A: As for the chin implant I would need to see pictures to make a helpful comment on its benefits for you. There is a very effective method to bring the level of the face around the nose forward which would create the equivalent of LeFort I osteotomy effect. Combined paranasal/premaxillary- maxillary implants can have a very powerful midface augmentation effect. Cheek implants are also useful but they create a zygomatic augmentation (upper midface) not a maxillary (lower midface) augmentation effect.
Dr. Barry Eppley
Indianapolis, Indiana
Q: Dr. Eppley, I have questions about temporal augmentation. I just got cheek implants and am modestly happy with them. I wanted to know if temple implants can co-exist with cheek implant. My surgeon has explained to me that temple implants are not safe due to a sensitive nerve in that area, and something he does not practice, nor advises.
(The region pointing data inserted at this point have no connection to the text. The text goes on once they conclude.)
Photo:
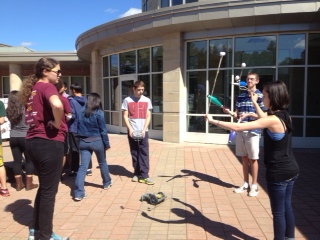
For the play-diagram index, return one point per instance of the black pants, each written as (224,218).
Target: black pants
(47,159)
(18,147)
(140,156)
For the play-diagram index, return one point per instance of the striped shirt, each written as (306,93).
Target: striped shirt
(137,110)
(245,105)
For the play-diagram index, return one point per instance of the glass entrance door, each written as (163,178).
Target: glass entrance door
(126,90)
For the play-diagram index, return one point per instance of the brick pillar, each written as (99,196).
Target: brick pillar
(96,73)
(15,76)
(173,88)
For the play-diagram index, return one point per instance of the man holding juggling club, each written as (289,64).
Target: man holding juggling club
(247,142)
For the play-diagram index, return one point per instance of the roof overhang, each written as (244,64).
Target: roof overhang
(218,18)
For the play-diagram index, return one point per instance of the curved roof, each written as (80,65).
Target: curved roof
(198,20)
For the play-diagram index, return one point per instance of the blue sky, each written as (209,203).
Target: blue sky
(55,25)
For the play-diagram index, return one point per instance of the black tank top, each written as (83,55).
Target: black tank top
(279,160)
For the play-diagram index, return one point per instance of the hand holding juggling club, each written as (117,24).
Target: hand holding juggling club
(215,101)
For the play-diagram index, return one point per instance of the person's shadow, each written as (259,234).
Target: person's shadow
(213,227)
(21,210)
(200,177)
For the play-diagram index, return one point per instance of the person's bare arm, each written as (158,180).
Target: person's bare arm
(146,124)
A: I am afraid to say that what your surgeon is telling is inaccurate and anatomically incorrect about temporal augmentation. Temporal implants are placed in a subfascial pocket through a small incision in the temporal hairline. There are no nerves in the subfascial temporal plane which is directly on top of the temporalis muscle. Your surgeon is likely referring to the subcutaneous temporal location where the frontal branch of the facial nerve runs. The subfascial is below that location and is perfectly safe.
Cheek and temporal implants can co-exist because they are in completely different tissue pockets even though they are right next to each other. Cheek implants can make the temporal region above it look hollow/deficient and it is not rare in my experience that the cheek implant patient subsequently goes on to have temporal implants.